African Union: Concrete action urgently needed to halt atrocities in Central African Republic

The African Union (AU) Peace and Security Council must act urgently and clarify its plans to deploy the new African-led peacekeeping mission to tackle the spiralling human rights and humanitarian crisis in the Central African Republic, Amnesty International said today.

A week has passed since the UN Security Council unanimously authorized the transition of an existing central African states force on the ground to protect civilians into a one-year African-led peacekeeping mission joined by French peacekeepers.

In a letter, Amnesty International has urged the AU Peace and Security Council to break its silence and spell out the concrete action it is taking urgently to put forces on the ground and ensure effective protection of civilians.

“A clear plan and concrete action are urgently needed from the African Union to prevent the crisis in Central African Republic spiralling completely out of control,” said Netsanet Belay, Africa Director at Amnesty International.

“Amnesty International’s team on the ground has witnessed how tens of thousands of civilians are in vital need of the protection the promised African-led peacekeeping force will provide. But with only a week to go until the force begins its mandate, there is a serious lack of clarity about its composition, timeline for deployment and priorities.”

On 5 December the UN Security Council unanimously approved the one-year deployment of troops under an African-led International Support Mission in the Central African Republic (MISCA). African leaders later agreed to expand the force to 6,000 troops, who are due to take over from the existing contingent of peacekeepers from central African states on 19 December.

In a statement issued the day after the UN resolution was adopted, the Chairperson of the Commission of the AU emphasized the “urgent need to do everything necessary to bring this unacceptable situation to an end”.

But just a week before the planned deployment, confusion reigns over which African countries will provide the troops, and when. It is also unclear how they will ensure co-operation with some 1,600 French troops who have also deployed separately to the Central African Republic in the past week.

An Amnesty International team, which has been on the ground in Bangui since last week, has documented a rapidly deteriorating situation as tit-for-tat atrocities are being committed against Muslim and Christian communities alike.

With upwards of 500 people reportedly killed amid inter-communal and sectarian violence, scores of dead bodies have been piling up at the city’s central morgue and mosques. There are also many reports of bodies being buried in people’s backyards.

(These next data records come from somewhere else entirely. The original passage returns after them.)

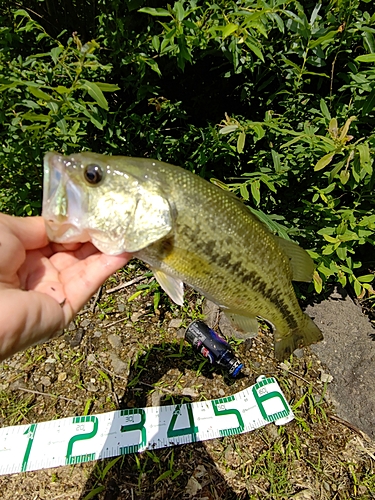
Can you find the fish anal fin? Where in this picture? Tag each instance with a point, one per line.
(302, 336)
(248, 325)
(174, 287)
(301, 263)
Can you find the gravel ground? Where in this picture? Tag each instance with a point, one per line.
(120, 354)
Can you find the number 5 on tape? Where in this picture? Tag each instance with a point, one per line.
(81, 439)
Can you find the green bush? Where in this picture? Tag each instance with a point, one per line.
(274, 101)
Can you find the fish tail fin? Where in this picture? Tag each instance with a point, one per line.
(302, 336)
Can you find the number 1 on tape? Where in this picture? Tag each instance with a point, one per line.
(81, 439)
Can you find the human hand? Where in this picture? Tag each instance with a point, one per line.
(43, 285)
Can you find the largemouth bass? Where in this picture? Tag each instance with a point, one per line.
(188, 231)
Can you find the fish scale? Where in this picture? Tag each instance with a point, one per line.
(189, 231)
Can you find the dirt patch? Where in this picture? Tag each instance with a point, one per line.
(120, 354)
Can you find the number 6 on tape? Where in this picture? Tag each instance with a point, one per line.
(81, 439)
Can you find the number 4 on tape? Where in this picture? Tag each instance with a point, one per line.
(81, 439)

More than 100,000 internally displaced people, too afraid to return to their homes, are living in misery in makeshift camps at some 30 sites around the city, including at Bangui airport. At the airport camp the population swells to more than 40,000 at night, as people seek protection offered by the African and French troops based there.

“Protecting civilians from the ongoing atrocities and ensuring humanitarian assistance gets to those in need are absolute priorities. But it will only be possible if the peacekeeping forces on the ground in the Central African Republic are adequately resourced and the African and French forces have clear guidelines for collaboration,” said Netsanet Belay.

Amnesty International noted that the MISCA force has already relied on international assistance to enable its deployment – including a US offer to transport Burundian peacekeeping troops to Bangui.

The organization called on the international community to step up efforts to assist the peacekeepers in their bid to halt the atrocities, protect civilians – including the displaced – and restore law and order.

“Before it’s too late to make a difference, the UN Secretary General must speed up his assessment of the peacekeepers’ impact on the ground – within weeks, not months. And he must immediately start preparations for the deployment of a robust UN peacekeeping force to step in if and when needed,” said Netsanet Belay.